In de eerste helft van de 19e eeuw lijkt er bij het stadsbestuur weinig interesse te bestaan voor de gemeentelijke archieven. De houding blijkt onder meer uit de manier waarop vragen over het archief worden afgewimpeld. De gouverneur van de provincie Zuid-Holland informeert tussen 1826 en 1857 verschillende malen naar de staat van de Rotterdamse verzamelingen. Aanleiding voor de Haagse belangstelling is het Koninklijk Besluit dat koning Willem I op 23 december 1826 uitvaardigt en waarin het belang van de vaderlandse geschiedschrijving onderstreept wordt.
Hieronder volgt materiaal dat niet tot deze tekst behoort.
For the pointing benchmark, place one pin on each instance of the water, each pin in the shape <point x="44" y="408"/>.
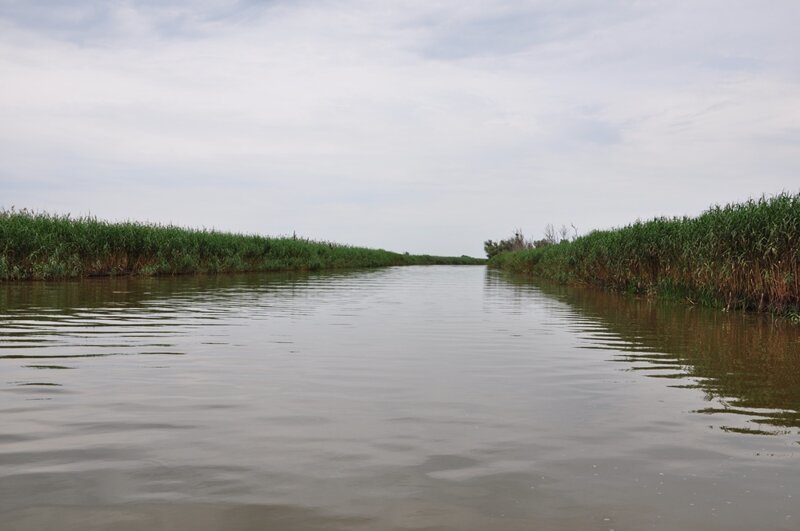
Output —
<point x="404" y="398"/>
In de tekst bij de wet wordt gewezen op het feit dat er nog veel onbekend bronnenmateriaal aanwezig is in rijks- en stedelijke archieven.

B&W van Rotterdam sturen op 22 juni 1827 een reactie aan de gouverneur die er kort samengevat op neer komt dat er in de stadsbibliotheek en in de Rotterdamse archieven 'geen onderwerpen te vinden zijn van enig vaderlands belang' en dat de bibliotheek ‘een weinig aanmerkelijk getal boekdelen bevat waardoor het de naam stadsbibliotheek niet verdient te dragen’.

Na de invoering van de Gemeentewet in 1851 versterkt de aandacht voor de archieven in het land. In de wet is opgenomen dat de secretaris met het toezicht voor het archief belast is. In Rotterdam gebeurt vooralsnog niet veel op dit vlak. Gemeentesecretaris Storm van ’s-Gravensande herinnert het college zonder veel succes aan de nieuwe taak die hem volgens de gemeentewet is opgedragen. Raadslid W. Sieuwertsz van Reesema dringt aan op de vervaardiging en publicatie van een inventaris. Ook Rotterdamse vooraanstaande burgers roeren zich. Het novembernummer van 1856 van ‘Het Tijdblad gewijd aan de belangen van Rotterdam’ gaat uitgebreid in op de slechte en ontoegankelijke staat van het Rotterdamse archief. Mr. J.A. Fruin schrijft: “Rotterdam alleen, het groote en verlichte Rotterdam, heeft niets gedaan [...] Er moeten in het stadhuis documenten berusten maar waar ze zijn weet niemand en degene die zelf onderzoek wil doen, wordt met een beleefde boodschap weggestuurd …”.

In datzelfde jaar is uit de notulen van de gemeenteraad te lezen dat er gediscussieerd wordt over de aankoop en plaatsing van enkele brandkasten ten behoeve van de archieven. Een jaar later zet het de Rotterdamse raad een belangrijke stap voorwaarts: op 22 oktober 1857 neemt de raad een verordening aan op bewaren in orde houden van een archief. Hiermee belandt het Rotterdamse archief in een nieuwe levensfase.